La mentalité. Ici, tout le monde est très respectueux, généralistes et spécialistes échangent, le savoir circule, quel que soit le parcours. En France, la distance entre généraliste et spécialiste est parfois très palpable. Il faudrait œuvrer pour un même engagement au service du soin, en priorité.
Pensez-vous que les soins que vous prodiguez seraient accessibles pour nos clients français ?
Je pense que si je comparais les prix avec ceux qui sont pratiqués en CHV, il n’y aurait pas une grande différence, surtout pour la qualité proposée. Et pourtant, très peu de propriétaires sont assurés. Il faut aussi préciser qu’ils ont un rapport à la vie animale très particulier.
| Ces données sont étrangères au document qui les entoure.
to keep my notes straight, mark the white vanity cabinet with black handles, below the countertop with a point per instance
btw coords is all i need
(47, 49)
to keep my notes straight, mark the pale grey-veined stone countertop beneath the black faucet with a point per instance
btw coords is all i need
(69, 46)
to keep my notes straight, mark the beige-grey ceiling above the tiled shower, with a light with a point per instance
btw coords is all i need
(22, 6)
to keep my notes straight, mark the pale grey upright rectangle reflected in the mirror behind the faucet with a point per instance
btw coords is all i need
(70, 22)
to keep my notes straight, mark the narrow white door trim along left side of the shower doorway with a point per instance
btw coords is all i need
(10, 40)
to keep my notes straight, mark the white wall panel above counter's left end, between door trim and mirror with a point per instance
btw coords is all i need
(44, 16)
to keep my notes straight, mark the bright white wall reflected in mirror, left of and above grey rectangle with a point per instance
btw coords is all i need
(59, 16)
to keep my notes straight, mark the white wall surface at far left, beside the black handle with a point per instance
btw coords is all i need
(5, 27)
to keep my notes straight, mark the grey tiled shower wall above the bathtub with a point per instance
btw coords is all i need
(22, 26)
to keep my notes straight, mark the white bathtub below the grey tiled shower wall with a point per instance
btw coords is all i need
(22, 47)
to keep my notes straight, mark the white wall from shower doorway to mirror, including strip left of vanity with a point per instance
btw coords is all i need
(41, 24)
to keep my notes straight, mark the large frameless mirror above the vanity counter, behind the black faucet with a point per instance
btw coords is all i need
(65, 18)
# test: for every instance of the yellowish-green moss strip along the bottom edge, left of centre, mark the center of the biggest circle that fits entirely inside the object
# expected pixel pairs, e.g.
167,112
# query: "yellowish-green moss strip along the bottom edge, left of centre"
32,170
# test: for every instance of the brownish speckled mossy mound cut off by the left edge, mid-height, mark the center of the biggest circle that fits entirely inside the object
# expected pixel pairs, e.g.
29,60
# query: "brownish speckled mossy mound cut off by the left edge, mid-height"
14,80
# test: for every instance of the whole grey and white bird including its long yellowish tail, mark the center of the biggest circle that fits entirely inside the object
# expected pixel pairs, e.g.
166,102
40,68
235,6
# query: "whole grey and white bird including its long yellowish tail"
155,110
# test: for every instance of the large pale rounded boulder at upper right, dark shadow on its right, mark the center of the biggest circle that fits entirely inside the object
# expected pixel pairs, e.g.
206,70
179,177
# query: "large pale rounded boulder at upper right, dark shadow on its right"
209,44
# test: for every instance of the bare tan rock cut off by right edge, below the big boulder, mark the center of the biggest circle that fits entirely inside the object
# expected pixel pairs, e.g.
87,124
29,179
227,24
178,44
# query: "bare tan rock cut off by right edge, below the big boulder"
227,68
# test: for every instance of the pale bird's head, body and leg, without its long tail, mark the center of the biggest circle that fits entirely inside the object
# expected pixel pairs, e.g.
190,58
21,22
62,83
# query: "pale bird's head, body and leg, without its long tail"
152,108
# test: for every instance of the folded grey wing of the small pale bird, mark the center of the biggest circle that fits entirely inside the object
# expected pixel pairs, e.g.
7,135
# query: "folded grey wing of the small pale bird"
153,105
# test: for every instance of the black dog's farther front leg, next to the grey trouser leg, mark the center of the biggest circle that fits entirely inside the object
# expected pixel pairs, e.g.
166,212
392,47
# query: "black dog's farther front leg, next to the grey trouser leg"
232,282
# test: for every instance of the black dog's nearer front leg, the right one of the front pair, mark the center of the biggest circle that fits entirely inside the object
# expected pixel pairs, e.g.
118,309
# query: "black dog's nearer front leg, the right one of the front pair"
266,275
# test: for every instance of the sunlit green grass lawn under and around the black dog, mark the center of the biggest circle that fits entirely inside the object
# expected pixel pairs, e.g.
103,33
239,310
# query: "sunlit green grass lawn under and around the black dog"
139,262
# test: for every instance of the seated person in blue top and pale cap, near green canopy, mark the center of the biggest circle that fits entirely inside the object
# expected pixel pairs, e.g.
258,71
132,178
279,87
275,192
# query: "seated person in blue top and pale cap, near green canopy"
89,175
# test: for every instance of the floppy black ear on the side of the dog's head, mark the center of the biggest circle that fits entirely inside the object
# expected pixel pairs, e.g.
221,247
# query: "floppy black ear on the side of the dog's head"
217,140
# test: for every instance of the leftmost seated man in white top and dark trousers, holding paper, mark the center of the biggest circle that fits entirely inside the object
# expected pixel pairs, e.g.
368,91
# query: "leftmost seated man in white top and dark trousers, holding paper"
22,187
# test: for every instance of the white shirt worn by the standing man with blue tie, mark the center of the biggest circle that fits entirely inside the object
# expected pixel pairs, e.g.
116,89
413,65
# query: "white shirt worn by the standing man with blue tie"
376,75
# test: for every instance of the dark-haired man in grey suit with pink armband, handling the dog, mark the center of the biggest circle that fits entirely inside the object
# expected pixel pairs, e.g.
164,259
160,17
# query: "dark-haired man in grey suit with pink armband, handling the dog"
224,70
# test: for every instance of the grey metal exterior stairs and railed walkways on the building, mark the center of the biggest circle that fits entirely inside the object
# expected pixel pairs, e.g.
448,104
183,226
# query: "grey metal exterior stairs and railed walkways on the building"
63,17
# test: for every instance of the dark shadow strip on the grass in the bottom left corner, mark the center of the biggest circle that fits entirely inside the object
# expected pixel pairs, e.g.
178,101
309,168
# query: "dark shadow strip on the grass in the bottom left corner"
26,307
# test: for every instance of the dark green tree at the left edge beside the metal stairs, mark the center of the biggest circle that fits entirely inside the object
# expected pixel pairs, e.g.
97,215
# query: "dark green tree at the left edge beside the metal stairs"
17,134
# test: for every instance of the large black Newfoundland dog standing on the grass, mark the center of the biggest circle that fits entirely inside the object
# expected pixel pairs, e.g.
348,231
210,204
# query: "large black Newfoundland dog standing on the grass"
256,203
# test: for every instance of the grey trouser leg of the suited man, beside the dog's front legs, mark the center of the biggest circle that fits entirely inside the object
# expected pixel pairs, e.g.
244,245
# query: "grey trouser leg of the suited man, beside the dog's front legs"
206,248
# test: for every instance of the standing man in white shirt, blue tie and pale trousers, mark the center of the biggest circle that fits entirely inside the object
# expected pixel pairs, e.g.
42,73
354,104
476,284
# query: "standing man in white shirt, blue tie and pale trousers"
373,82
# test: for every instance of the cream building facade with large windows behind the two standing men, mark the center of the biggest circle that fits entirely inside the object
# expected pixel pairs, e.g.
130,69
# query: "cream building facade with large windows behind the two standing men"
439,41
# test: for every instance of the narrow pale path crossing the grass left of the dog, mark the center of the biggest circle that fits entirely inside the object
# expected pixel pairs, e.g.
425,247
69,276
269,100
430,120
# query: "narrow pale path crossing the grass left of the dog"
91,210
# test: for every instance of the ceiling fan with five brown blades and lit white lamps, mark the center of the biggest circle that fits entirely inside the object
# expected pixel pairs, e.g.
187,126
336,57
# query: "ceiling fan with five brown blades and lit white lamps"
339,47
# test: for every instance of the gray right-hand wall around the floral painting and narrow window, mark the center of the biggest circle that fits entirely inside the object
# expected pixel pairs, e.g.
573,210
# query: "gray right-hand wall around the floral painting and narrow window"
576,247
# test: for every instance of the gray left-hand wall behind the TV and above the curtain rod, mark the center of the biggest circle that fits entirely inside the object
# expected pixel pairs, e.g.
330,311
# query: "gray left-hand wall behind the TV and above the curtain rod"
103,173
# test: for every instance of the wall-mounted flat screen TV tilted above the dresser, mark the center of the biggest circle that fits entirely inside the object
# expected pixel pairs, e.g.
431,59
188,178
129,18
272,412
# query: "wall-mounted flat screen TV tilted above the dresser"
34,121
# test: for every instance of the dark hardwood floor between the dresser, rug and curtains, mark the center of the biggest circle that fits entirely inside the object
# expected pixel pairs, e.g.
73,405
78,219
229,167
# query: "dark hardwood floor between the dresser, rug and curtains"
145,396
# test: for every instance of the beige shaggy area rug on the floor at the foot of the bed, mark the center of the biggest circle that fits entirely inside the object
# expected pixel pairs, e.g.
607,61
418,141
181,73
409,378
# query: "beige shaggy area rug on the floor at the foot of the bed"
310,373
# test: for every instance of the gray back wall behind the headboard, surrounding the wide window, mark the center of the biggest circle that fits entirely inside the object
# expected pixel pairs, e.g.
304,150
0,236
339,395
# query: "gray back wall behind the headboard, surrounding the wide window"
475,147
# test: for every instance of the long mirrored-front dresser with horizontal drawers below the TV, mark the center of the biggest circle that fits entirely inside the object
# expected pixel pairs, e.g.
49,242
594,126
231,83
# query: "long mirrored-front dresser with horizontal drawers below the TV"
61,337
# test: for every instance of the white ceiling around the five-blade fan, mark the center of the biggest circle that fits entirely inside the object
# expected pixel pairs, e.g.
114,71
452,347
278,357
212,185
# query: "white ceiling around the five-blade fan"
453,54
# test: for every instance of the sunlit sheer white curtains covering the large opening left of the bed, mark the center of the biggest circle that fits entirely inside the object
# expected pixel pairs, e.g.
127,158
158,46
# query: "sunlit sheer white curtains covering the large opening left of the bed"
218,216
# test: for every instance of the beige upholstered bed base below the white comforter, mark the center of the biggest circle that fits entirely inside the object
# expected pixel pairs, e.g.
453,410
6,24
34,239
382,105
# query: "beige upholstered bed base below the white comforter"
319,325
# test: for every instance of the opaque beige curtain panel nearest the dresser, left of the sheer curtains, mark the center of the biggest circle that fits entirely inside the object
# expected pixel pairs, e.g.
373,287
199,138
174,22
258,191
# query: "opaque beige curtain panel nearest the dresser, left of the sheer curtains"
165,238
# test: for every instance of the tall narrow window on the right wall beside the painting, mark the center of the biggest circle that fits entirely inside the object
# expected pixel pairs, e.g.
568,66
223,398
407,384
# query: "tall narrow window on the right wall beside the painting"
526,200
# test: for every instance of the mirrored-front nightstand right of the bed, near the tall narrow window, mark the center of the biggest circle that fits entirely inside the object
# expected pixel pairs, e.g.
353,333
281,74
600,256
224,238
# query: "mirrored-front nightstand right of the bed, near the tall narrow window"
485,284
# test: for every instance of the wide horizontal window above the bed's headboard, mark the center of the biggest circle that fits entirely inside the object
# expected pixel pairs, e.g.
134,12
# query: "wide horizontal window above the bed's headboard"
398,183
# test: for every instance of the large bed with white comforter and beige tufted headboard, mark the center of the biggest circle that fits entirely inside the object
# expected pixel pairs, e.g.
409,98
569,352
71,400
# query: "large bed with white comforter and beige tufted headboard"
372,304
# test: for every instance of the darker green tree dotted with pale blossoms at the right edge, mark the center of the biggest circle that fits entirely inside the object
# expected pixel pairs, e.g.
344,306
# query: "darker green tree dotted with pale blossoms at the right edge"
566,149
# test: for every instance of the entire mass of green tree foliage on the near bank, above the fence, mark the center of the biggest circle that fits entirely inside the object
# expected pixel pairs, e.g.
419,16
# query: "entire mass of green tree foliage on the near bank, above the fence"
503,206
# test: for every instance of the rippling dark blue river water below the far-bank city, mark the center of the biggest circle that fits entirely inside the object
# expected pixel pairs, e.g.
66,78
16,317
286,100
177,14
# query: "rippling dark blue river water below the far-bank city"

Pour eux, l’euthanasie n’est que très rarement envisagée ; ils font beaucoup pour leurs animaux et leur consacrent un budget.
Comment s’envisage un départ si loin du territoire français ?
C’était un vrai challenge. D’ailleurs, lors de l’entretien, j’ai été transparente, « je ne peux rien vous promettre ! », ai-je dit. C’est un projet qui ne convient pas forcément à tous, mais je l’ai appréhendé comme une parenthèse, dont j’ignore encore la durée. Et étonnamment, il y a plus de 55 000 Français à Hong Kong, j’ai même eu mes premiers clients français !
Même si votre installation est récente, que retenir d’une telle expérience à l’étranger ?
Je pense qu’il est intéressant de voir ce qui se passe ailleurs, ne serait-ce que sur le plan culturel. Ils ont une façon très différente d’aborder les relations humaines, le conflit, le rapport à l’argent, au soin animalier. Personnellement, cette expérience m’a permis de renouer avec mon désir de rester vétérinaire. Si je suis amenée à monter une structure en France, je sais qu’un autre modèle, viable, est possible. Même dans un tel centre, tout est tourné vers l’humain et le soin. J’ai enfin la sensation d’être à ma place et de pratiquer la médecine vétérinaire telle que je l’ai apprise et projetée.